L'édition 2023 en est la preuve. Maido, un restaurant qui rend hommage à la richesse de la cuisine Nikkei, dirigé par le chef Mitsuharu 'Micha' Tsumura, a remporté le prix pour la quatrième fois. "C'est le résultat d'un travail qui a commencé il y a longtemps, ce n'est pas quelque chose de nouveau", explique Tsumura. "Il y a une quinzaine d'années, de nombreux Péruviens ne s'intéressaient pas à notre cuisine. Il a fallu beaucoup d'efforts pour créer des partenariats avec des sociologues et des historiens et, surtout, un syndicat de cuisiniers locaux pour que nous parvenions à cette position."
L'hégémonie péruvienne se poursuivra-t-elle dans les années à venir ? Tsumura n'en est pas certain. "L'avenir est toujours difficile à prédire, mais je suis ravi de voir que des pays et des villes qui n'ont jamais figuré sur la liste y ont enfin des restaurants représentés", déclare-t-il. La liste de 2023 est en fait l'une des plus diversifiées à ce jour : 23 villes sont mentionnées, certaines pour la première fois, comme Medellín, en Colombie, ou San José, au Costa Rica.
"Ce n'est pas nouveau que l'Amérique latine est mieux représentée, que notre lumière est plus vive. Cette année, j'ai eu l'honneur de visiter et de cuisiner dans de nombreux pays du continent, comme l'Équateur, la Colombie, le Venezuela, la République dominicaine et le Panama, entre autres. Je peux dire que notre cuisine, en général, n'a jamais été aussi bien représentée", déclare-t-il.
Selon le chef, le Maido vit son meilleur moment. Non seulement parce qu'un récent remodelage a permis à l'équipe d'offrir une meilleure expérience aux clients (tant en cuisine qu'en salle, à tel point que la sommelière du Maido, Florencia Rey, a été reconnue comme la meilleure sommelière de 2023 lors de la remise des prix), mais surtout parce qu'il s'est consacré à la recherche d'autres influences du continent qu'il peut adopter dans la cuisine.
"J'ai appris à manger du lulo (fruit orange) en Colombie, j'ai appris à mieux connaître les poissons de rivière lors de mes visites en Amazonie brésilienne.

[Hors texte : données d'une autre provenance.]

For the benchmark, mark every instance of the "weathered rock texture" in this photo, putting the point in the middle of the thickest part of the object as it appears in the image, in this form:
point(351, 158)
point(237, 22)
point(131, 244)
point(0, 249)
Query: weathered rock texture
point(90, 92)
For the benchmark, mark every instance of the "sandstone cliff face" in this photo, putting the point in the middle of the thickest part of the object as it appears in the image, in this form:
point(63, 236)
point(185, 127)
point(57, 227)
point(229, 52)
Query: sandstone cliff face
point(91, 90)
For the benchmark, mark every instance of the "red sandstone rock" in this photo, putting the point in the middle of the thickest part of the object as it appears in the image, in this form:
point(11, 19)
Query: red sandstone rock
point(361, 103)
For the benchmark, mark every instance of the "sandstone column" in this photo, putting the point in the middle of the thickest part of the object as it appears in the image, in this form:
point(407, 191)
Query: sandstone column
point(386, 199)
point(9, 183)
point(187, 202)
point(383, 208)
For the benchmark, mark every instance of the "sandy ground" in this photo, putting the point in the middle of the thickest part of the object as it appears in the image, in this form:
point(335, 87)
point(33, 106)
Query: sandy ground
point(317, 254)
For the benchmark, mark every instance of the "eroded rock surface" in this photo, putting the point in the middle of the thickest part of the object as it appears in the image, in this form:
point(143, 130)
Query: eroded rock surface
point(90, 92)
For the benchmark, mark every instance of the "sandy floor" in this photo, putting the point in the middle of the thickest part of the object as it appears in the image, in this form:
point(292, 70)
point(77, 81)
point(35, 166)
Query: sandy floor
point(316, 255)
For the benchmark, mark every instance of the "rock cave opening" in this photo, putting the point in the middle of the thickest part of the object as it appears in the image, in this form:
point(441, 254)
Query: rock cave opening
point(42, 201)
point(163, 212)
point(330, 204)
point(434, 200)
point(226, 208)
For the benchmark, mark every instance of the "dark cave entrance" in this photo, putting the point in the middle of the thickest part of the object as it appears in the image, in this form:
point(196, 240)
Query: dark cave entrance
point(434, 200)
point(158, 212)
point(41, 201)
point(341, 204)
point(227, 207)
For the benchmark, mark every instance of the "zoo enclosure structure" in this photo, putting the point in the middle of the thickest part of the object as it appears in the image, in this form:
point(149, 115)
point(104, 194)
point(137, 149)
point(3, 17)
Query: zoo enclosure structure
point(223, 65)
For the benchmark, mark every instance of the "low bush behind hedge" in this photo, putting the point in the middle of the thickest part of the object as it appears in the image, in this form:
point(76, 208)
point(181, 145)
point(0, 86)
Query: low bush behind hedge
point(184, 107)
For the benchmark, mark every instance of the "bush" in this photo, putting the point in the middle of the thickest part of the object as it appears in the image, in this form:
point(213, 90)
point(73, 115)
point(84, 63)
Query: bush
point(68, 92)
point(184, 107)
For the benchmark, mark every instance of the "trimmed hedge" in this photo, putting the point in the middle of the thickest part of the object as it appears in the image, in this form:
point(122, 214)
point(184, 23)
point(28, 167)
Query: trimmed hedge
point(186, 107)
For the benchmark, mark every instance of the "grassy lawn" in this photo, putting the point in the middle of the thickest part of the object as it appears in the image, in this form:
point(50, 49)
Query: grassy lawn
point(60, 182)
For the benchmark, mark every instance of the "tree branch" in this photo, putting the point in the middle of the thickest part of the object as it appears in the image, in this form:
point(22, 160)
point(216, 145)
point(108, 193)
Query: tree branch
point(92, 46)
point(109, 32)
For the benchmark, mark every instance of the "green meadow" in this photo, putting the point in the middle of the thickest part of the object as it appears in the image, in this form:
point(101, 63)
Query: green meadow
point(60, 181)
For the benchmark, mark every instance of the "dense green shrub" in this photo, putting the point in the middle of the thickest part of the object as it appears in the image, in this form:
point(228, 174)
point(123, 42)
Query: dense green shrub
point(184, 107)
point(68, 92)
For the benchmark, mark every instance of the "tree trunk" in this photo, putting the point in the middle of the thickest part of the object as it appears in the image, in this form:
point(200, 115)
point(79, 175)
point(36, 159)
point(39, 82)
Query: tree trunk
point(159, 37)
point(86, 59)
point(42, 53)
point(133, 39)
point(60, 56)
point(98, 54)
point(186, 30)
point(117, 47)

J'ai étudié davantage d'autres produits que je connais peu. Je veux explorer les possibilités de servir du poisson d'eau douce dans mon restaurant, y compris dans des plats crus, par exemple", explique-t-il.
Tsumura explique que les gens mangent de nombreux produits similaires sur tout le continent, même s'ils portent des noms différents selon les régions, ce qui constitue un lien essentiel entre les nations. Malgré son héritage japonais, il affirme que sa cuisine est essentiellement péruvienne. "J'apprécie beaucoup la cuisine japonaise et ce qu'elle a apporté à la gastronomie en termes de techniques et d'ingrédients, comme le shoyu et le miso. Mais je peux dire que ma cuisine est latino-américaine. Je suis péruvien à 100 % et mon travail est de plus en plus péruvien", explique-t-il.
Le chef indique que le Maido devrait subir des rénovations en janvier et qu'il a l'intention d'inaugurer un centre de recherche sur l'Amazonie et ses produits à l'avenir. "Je suis de plus en plus curieux de découvrir ce que cette région a à offrir à la planète. Nous ne connaissons même pas 10 % du potentiel qu'elle recèle", déclare-t-il.
Selon Tsumura, les prix sont un moyen d'attirer l'attention sur le Pérou et l'ensemble du continent. "Mon travail en tant que chef consiste à essayer d'attirer et de renforcer cette attention de manière responsable. Je veux montrer les différentes façons dont notre garde-manger peut faire connaître au monde entier ce que nous avons de mieux sur le continent", conclut-il.